Com esse artigo, procurei demonstrar um pouco o conteúdo de pesquisas recentes que comprovam que o estudo da música desde a infância pode sim trazer benefícios que se estendem para a vida adulta, e vão além do instrumento musical. Vimos que músicos respondem melhor tanto no campo motor como no campo cognitivo.
Assim, os benefícios da música vão além do desenvolvimento cultural, eles abrangem adaptações cerebrais únicas que beneficiam os indivíduos em muitos aspectos importantes da sua vida.
Então, que seja muito bem vinda a Lei 2738/08, que apesar das muitas falhas pode, pelo menos, despertar nas crianças o desejo de um estudo profundo dessa matéria tão fascinante que é a MÚSICA.
Referências bibliográficas
OLIVEIRA E RODRIGUES, Ana Carolina. Atenção Visual Em Músicos E Não Músicos: um estudo comparativo. Dissertação de mestrado em Música. Belo Horizonte: UFMG, 2007.
PEDERIVA, Patrícia L. M., TRISTÃO, Rosana M. Música e Cognição.

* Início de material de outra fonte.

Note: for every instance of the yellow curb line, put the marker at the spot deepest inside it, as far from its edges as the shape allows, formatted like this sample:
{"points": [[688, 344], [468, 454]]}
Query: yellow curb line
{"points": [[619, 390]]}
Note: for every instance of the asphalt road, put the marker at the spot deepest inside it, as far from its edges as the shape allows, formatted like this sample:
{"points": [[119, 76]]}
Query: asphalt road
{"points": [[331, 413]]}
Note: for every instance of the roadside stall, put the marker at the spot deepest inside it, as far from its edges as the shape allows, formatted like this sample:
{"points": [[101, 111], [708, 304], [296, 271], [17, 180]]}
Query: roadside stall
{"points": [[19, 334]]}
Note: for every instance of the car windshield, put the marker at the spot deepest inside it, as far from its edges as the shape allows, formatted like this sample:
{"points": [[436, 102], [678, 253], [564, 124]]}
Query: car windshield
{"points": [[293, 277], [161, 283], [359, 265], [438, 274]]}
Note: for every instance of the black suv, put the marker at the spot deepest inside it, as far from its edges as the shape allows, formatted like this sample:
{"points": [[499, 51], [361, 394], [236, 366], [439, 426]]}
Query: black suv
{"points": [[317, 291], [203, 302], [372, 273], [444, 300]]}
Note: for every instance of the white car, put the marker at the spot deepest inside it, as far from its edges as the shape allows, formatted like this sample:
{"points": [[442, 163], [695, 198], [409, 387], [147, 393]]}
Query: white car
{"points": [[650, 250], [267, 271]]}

Brasília: Ciências e Cognição, 2006, Vol. 9: 83-90.
PERETZ I., ZATORRE R. Brain Organization for music processing. Montreal: Annual Review Psychology, vol. 56, 2005.
5 comentários:
Mas este potencial cerebral só pode ser atingido por um músico, ou um amante da música também poderia alcançar esses diferenciais?
Muito interessante o artigo, embora em alguns momentos bastante técnico.
Tive a sorte de estudar da 1ª à 8ª série (no meu tempo eram conhecidos como Primário e Ginásio) em escolas que tinham aulas de educação musical. Considero-as fundamentais na minha formação intelectual, embora eu mesmo não toque nenhum instrumento até hoje. No mínimo me ajudou a aprender a ouvir. Pura falta de dom, claro.
A audição musical realizada por um "amante da música" com certeza gera benefícios em muitos aspectos, tais como maior sensibilidade auditiva e emotiva, maior rapidez de raciocínio,entre outros, porém, certas habilidades citadas no texto são exclusivas aos músicos em virtude do "fazer musical".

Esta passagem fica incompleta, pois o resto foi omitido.